Pubblicato il 13 Gennaio 2023
Sulla questione dei carburanti, in Consiglio dei ministri sono state approvate alcune modifiche al decreto legge sulla trasparenza dei prezzi. La decisione presa dal governo è che, “in presenza di un aumento eventuale del prezzo del greggio, e quindi del relativo incremento dell’Iva in un quadrimestre di riferimento, il maggiore introito incassato dallo Stato potrà essere utilizzato per una riduzioni del prezzo finale alla pompa”, usufruendo della cosiddetta accisa mobile. Ma tra le misure più importanti contenute nel decreto sulla trasparenza dei prezzi sui carburanti varato il 10 gennaio, si è aggiunta la proroga del bonus benzina per tutto il 2023.

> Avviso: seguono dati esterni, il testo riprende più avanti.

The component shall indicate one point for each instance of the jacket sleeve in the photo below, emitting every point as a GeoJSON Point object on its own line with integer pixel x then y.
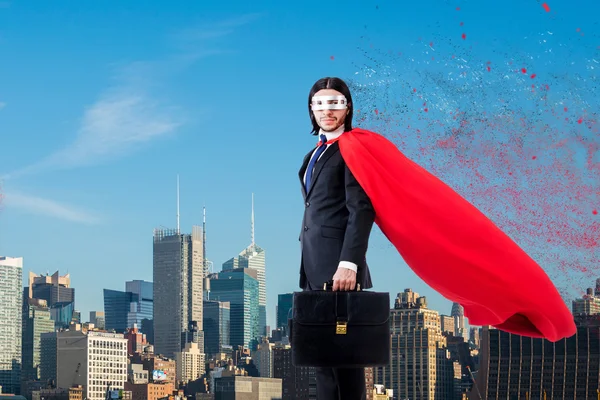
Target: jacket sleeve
{"type": "Point", "coordinates": [360, 221]}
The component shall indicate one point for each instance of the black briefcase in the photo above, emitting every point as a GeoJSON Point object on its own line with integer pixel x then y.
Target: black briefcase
{"type": "Point", "coordinates": [340, 329]}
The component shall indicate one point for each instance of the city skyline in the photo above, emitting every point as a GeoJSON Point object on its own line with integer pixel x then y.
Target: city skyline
{"type": "Point", "coordinates": [92, 135]}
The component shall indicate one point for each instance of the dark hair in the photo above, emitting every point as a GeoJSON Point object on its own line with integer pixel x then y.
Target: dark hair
{"type": "Point", "coordinates": [335, 84]}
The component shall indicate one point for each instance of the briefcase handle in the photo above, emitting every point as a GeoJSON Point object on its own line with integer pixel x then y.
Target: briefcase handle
{"type": "Point", "coordinates": [329, 285]}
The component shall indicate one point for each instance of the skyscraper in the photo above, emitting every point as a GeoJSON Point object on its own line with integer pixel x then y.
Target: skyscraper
{"type": "Point", "coordinates": [116, 307]}
{"type": "Point", "coordinates": [178, 281]}
{"type": "Point", "coordinates": [284, 306]}
{"type": "Point", "coordinates": [142, 309]}
{"type": "Point", "coordinates": [253, 257]}
{"type": "Point", "coordinates": [239, 287]}
{"type": "Point", "coordinates": [178, 276]}
{"type": "Point", "coordinates": [52, 288]}
{"type": "Point", "coordinates": [420, 367]}
{"type": "Point", "coordinates": [217, 325]}
{"type": "Point", "coordinates": [11, 306]}
{"type": "Point", "coordinates": [36, 321]}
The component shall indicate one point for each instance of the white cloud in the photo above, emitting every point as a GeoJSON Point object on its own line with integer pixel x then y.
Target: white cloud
{"type": "Point", "coordinates": [49, 208]}
{"type": "Point", "coordinates": [127, 116]}
{"type": "Point", "coordinates": [119, 122]}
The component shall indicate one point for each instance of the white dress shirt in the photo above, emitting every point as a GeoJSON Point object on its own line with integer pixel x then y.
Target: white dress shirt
{"type": "Point", "coordinates": [333, 135]}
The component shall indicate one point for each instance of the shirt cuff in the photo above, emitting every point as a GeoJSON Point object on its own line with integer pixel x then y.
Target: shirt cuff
{"type": "Point", "coordinates": [348, 265]}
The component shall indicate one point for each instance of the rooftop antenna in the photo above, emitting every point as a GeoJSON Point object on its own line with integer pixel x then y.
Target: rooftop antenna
{"type": "Point", "coordinates": [252, 222]}
{"type": "Point", "coordinates": [177, 203]}
{"type": "Point", "coordinates": [204, 264]}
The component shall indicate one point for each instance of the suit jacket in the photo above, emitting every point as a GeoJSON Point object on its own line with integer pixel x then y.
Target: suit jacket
{"type": "Point", "coordinates": [337, 222]}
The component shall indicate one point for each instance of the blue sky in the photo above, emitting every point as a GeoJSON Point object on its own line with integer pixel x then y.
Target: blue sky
{"type": "Point", "coordinates": [103, 104]}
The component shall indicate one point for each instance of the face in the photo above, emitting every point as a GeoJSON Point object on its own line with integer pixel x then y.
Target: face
{"type": "Point", "coordinates": [329, 119]}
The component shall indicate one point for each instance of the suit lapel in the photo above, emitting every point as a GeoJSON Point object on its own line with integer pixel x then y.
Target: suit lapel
{"type": "Point", "coordinates": [333, 148]}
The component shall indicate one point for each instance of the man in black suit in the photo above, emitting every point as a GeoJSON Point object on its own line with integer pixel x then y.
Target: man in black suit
{"type": "Point", "coordinates": [337, 221]}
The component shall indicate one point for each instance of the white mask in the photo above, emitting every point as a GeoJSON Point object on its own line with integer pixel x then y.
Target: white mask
{"type": "Point", "coordinates": [329, 103]}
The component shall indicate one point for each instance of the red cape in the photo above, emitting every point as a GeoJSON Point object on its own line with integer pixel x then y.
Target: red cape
{"type": "Point", "coordinates": [452, 246]}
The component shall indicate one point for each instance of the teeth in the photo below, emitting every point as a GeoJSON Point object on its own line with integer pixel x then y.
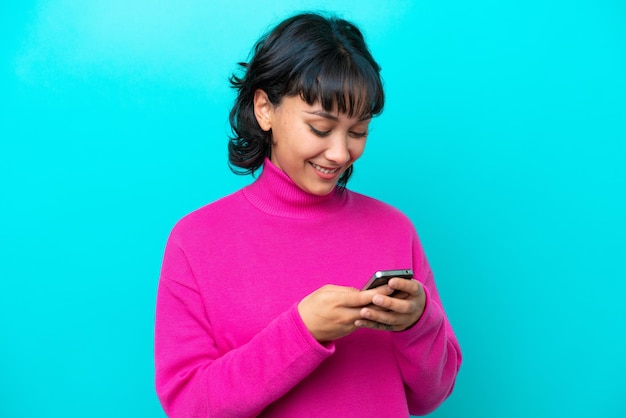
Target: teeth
{"type": "Point", "coordinates": [324, 170]}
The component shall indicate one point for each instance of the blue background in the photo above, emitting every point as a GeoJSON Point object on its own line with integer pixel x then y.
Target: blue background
{"type": "Point", "coordinates": [503, 139]}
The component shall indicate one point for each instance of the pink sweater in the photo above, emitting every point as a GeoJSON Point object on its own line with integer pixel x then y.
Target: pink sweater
{"type": "Point", "coordinates": [229, 341]}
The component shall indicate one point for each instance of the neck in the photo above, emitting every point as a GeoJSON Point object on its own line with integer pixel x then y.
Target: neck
{"type": "Point", "coordinates": [276, 194]}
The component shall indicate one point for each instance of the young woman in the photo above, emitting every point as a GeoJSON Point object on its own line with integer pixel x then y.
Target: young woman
{"type": "Point", "coordinates": [259, 311]}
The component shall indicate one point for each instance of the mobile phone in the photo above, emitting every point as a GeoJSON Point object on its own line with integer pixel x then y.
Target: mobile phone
{"type": "Point", "coordinates": [382, 277]}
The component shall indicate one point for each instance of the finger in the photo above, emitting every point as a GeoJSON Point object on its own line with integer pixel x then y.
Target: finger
{"type": "Point", "coordinates": [364, 323]}
{"type": "Point", "coordinates": [364, 297]}
{"type": "Point", "coordinates": [383, 317]}
{"type": "Point", "coordinates": [412, 287]}
{"type": "Point", "coordinates": [391, 303]}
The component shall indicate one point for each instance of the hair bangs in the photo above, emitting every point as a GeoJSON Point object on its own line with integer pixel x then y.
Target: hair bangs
{"type": "Point", "coordinates": [341, 83]}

Il provvedimento prevede uno sconto del valore di 200 euro che i datori di lavoro possono offrire ai loro dipendenti. La legge stabilisce, inoltre, che l’incentivo economico non concorre alla formazione del reddito del lavoratore che lo riceve.
Ma come funziona questo sconto e chi può usufruirne? E come si prende? E’ utile sapere che il cosiddetto “bonus carburanti” è stato introdotto a marzo 2022, dopo l’aumento delle materie prime energetiche che ha determinato forti rialzi del prezzo di benzina e diesel, oltre che delle bollette di luce e gas. Lo scopo di questo incentivo era ed è, quindi, di aiutare i lavoratori, in particolare i pendolari, con un “benefit” erogato su iniziativa delle aziende private e dei datori di lavoro. Cosa fondamentale, infatti, è che sul bonus benzina non vengono pagate imposte, tasse e contributi e lo sconto è deducibile ai fini Irpef e Ires, senza concorrere alla formazione del reddito del dipendente.
La decisione, quindi, su come agire – se offrire il bonus benzina e chi in azienda può beneficiarne, spetta alla singola azienda; non c’è bisogno di presentare alcuna domanda e i dipendenti “selezionati” dall’azienda, riceveranno l’incentivo in maniera automatica.
La cosa importante da sapere è che non ci sono requisiti o limiti di reddito per ottenere il bonus benzina, proprio perché è compito e decisione del datore di lavoro individuare i beneficiari. Lo sconto sui carburanti, infatti, è potenzialmente rivolto a tutti, a prescindere dall’inquadramento contrattuale o dalla posizione occupata in azienda. ll datore di lavoro può utilizzare due diverse modalità di erogazione: il “fringe benefits” – essendo il limite di importo per i buoni benzina fissato a 258.23 euro – e i buoni carburante.